I’m moving into a new apartment soon and trying to plan the Wi-Fi before I buy the APs.
The place isn’t huge, but the walls are thick concrete. Cell reception is also terrible inside, so I really want the Wi-Fi to be solid everywhere.
My idea was to use 3 wired APs and keep everything mostly on 5 GHz. I don’t really need 2.4 GHz right now because I don’t have IoT devices, and we rarely have guests. I can always create a 2.4 GHz SSID later if needed.
The basic coverage map looks good with 3 APs, but I’m wondering if that’s overkill for an apartment this size. Could 3 APs make things worse, or is it fine since the walls are concrete?
I’d be careful about looking only at the one heatmap. Good signal everywhere doesn’t automatically mean the design is good.

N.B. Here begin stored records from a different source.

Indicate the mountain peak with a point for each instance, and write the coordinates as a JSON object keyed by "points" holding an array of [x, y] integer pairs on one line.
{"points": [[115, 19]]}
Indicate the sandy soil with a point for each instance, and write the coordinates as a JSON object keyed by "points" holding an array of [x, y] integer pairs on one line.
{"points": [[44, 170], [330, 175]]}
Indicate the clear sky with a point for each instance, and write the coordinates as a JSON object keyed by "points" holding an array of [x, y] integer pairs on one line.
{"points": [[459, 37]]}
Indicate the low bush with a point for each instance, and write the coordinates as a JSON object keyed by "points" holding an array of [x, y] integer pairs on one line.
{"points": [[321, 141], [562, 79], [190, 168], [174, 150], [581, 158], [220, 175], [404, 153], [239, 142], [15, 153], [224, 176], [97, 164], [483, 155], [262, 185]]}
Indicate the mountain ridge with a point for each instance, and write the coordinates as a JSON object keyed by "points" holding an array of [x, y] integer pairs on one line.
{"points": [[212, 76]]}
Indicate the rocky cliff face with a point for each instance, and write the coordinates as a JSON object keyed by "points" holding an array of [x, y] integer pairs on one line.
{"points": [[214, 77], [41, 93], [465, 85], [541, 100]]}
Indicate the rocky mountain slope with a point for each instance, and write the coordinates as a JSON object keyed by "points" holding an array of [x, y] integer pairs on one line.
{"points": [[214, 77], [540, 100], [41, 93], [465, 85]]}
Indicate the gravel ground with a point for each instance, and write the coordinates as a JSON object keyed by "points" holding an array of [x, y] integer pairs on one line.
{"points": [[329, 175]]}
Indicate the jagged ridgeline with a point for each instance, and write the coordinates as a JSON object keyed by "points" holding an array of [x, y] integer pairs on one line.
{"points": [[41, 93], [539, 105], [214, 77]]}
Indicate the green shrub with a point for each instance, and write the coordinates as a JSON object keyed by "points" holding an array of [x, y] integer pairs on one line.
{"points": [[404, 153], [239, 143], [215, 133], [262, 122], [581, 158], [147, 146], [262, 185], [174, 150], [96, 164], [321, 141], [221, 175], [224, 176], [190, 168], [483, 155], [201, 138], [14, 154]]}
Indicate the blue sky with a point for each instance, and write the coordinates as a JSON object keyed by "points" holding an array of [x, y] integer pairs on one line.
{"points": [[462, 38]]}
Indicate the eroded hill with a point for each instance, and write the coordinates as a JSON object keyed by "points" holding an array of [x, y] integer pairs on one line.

My opinion - Start with 2.
I wouldn’t judge this only by the Signal Level heatmap. A good coverage map doesn’t automatically mean the design is optimal. Open NetSpot and check the other heatmaps too — especially Signal-to-interference ratio, Low secondary signal level, and anything related to AP overlap if you have it. In a small apartment, 3 APs can work, especially with concrete walls, but they can also create too much overlap if power and channels are not tuned.
Three APs in a small apartment sounds spicy. Not impossible, but if you leave everything on auto and full power, your devices may have no idea which AP to stick to.
@SilverFox I checked a couple more NetSpot heatmaps.
Yep, that basically answers your question about whether 3 APs may be excessive. I’d test 2 APs first. If 2 gives you stable 5 GHz where you actually need it, stop there. If you need all 3, lower transmit power and plan channels manually instead of letting all three blast on auto.